O que tinha de ser (1976)

Seria preciso que o astral deste país fosse muito baixo para que a vocação tão verdadeira (e já tantas vezes constatada) de Elis continuasse por muito tempo permitindo equívocos: o brilhante não é falso. Eu estava conversando com Gal e a gente falou sobre técnica e sobre talento e sobre como a pessoa começa a cantar desde menino. Agora estou sabendo claramente o que é o grande prazer de ouvir Elis cantar. Todo mundo tem feito os elogios justos a Miriam e a Naum (penso em Roberto Pinho e na cidade de Cachoeira) por terem feito um espetáculo de nível, de beleza, e algumas pessoas vêem Elis como uma boa cantora-atriz dentro de um espetáculo bem concebido e bem realizado, no qual qualquer cantora-atriz boa atingiria o mesmo resultado. Eu penso que, na verdade, é o fato de esse espetáculo ser, no momento, o melhor modo de fazer chegar até a gente a grande arte de Elis que faz dele um trabalho concebido e bem realizado. Não tenho dúvida de que todos os que participaram da transação desse show sabem e são felizes por isso: é Elis, só pode ser Elis, é o canto de Elis.

Jorge Ben disse que eu sou ternura. Eu quero mandar beijos pra a Miriam, pra Naum, pra César, pra o Rogério, pra todos os que entraram na transação, cada músico, cada ator, maquinistas, costureiros, tudo. Mas é com Elis que eu gostaria de falar.

Elis, eu tomei o ônibus pra ir a São Paulo ver seu show. Que bom que seja em São Paulo. Fui porque pensava que esse show seria o que eu sonhava pra você. Mas é mais do que isso porque "viver é melhor que sonhar". E eu gostei muito de ver você cantando a canção que diz isso. Eu gostei muito muito de ver você cantando tudo. Gracias a la vida. Eu fiquei doce e besteirão quando o show terminou. E meditei. Não tenho medo. O show business é um bicho papão muito bonito e você engole ele: essa é a mensagem que você passa pra todos os seus colegas de profissão.

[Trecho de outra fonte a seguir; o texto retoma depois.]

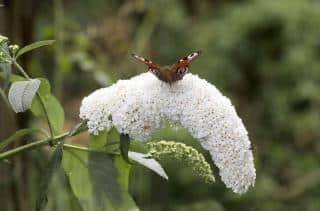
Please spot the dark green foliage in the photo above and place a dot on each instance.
(264, 55)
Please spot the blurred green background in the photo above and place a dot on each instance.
(264, 55)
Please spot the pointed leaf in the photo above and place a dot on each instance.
(34, 46)
(98, 180)
(54, 110)
(53, 166)
(21, 94)
(124, 146)
(150, 163)
(18, 134)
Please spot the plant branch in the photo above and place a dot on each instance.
(31, 146)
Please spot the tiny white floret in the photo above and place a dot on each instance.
(140, 106)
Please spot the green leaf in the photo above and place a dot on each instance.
(124, 146)
(98, 180)
(78, 128)
(34, 46)
(7, 70)
(53, 166)
(54, 110)
(18, 134)
(21, 94)
(150, 163)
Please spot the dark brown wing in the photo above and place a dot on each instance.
(186, 60)
(147, 62)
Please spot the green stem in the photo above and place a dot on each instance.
(43, 142)
(58, 52)
(86, 149)
(31, 146)
(21, 70)
(39, 97)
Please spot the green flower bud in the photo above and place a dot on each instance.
(3, 39)
(182, 153)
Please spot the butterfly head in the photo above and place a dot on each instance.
(170, 73)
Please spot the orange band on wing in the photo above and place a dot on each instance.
(186, 60)
(147, 62)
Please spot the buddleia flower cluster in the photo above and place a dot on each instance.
(182, 153)
(142, 105)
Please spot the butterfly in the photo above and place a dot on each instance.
(169, 73)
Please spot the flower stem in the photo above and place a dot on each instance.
(21, 70)
(30, 146)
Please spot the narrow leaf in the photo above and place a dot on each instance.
(54, 111)
(124, 146)
(34, 46)
(21, 94)
(98, 180)
(53, 166)
(18, 134)
(150, 163)
(7, 70)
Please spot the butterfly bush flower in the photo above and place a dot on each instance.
(142, 105)
(182, 152)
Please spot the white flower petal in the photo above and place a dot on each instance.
(139, 106)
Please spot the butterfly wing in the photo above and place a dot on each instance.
(185, 61)
(147, 62)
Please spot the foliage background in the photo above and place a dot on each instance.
(264, 55)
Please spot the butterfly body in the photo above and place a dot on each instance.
(169, 73)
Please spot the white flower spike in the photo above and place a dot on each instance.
(141, 105)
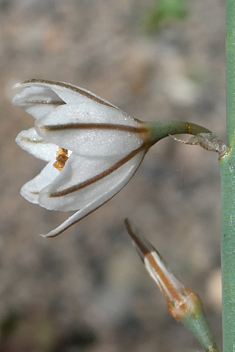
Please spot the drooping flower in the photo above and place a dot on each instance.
(92, 147)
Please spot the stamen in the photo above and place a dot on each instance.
(61, 158)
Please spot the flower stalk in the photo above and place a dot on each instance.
(182, 303)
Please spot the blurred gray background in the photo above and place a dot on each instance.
(87, 290)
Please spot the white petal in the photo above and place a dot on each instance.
(81, 182)
(31, 189)
(107, 188)
(37, 100)
(90, 129)
(30, 141)
(66, 92)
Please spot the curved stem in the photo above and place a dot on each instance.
(162, 129)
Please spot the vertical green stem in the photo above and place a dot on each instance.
(227, 168)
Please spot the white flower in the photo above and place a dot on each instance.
(92, 148)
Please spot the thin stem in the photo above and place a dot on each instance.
(162, 129)
(227, 168)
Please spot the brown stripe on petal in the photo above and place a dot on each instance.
(74, 88)
(99, 176)
(102, 126)
(46, 102)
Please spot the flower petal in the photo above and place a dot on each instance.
(84, 180)
(36, 100)
(91, 129)
(65, 92)
(99, 193)
(30, 141)
(30, 191)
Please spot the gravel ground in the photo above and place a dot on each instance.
(87, 290)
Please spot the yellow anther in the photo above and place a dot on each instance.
(61, 158)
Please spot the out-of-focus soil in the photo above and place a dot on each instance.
(87, 290)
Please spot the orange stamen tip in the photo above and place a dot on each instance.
(61, 158)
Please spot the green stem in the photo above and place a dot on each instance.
(162, 129)
(227, 169)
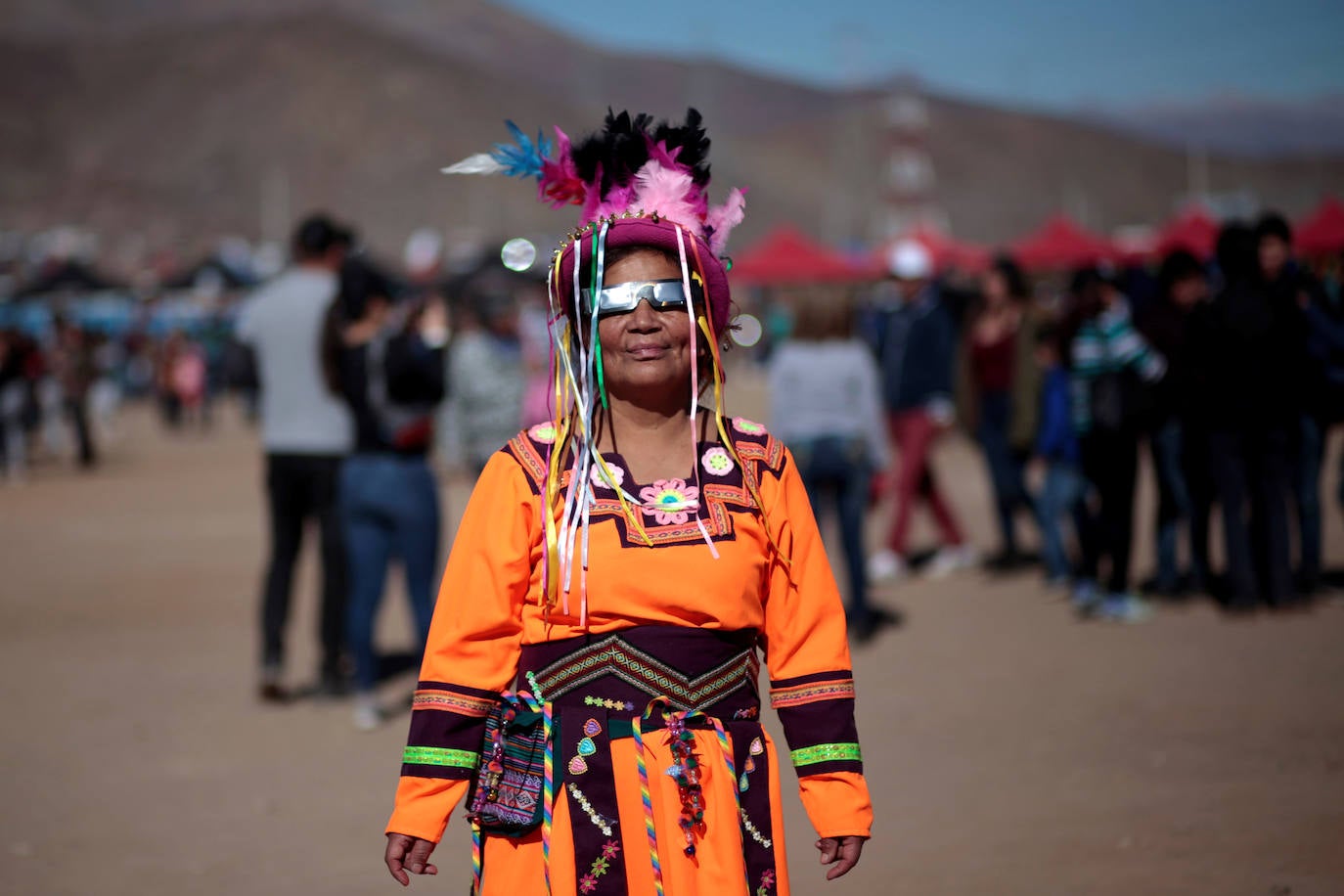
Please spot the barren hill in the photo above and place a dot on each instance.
(180, 121)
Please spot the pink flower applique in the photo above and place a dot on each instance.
(717, 463)
(600, 481)
(668, 500)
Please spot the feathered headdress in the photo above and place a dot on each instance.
(637, 183)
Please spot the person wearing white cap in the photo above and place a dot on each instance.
(916, 342)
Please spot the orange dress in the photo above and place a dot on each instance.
(668, 619)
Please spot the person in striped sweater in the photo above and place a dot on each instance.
(1111, 367)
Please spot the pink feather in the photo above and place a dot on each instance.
(722, 219)
(671, 193)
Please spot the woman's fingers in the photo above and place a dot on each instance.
(419, 861)
(841, 853)
(394, 856)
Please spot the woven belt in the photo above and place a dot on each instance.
(613, 655)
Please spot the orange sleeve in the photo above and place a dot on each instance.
(808, 657)
(473, 648)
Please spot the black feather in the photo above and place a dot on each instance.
(621, 148)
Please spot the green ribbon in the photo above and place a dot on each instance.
(827, 752)
(439, 756)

Diga a César que ele está lindo. Na hora em que ele fica sozinho no piano acústico e você vem e canta pra ele, eu pensei no significado da união e ouvi você cantar tão tão lindo e senti a ausência de Dedé que tinha ficado no Rio e me senti apaixonado por tudo e chorei e fiquei querendo abraçar o meu amigo que estava do meu lado e entendi todo o lance de uma pessoa cantando acima dos limites do cotidiano. Você cantou minha música perto de mim, sem saber. Me encontrei com você completamente e isso me enriqueceu. Foi o que tinha de ser. O compositor não precisa lhe dizer mais nada.

Caetano Veloso.

MÚSICA DO PLANETA TERRA, Nº 3, 1976.

Fonte: Livro O Mundo Não É Chato. Caetano Veloso. Organizado por Eucanaã Ferraz. Companhia das Letras, 2005.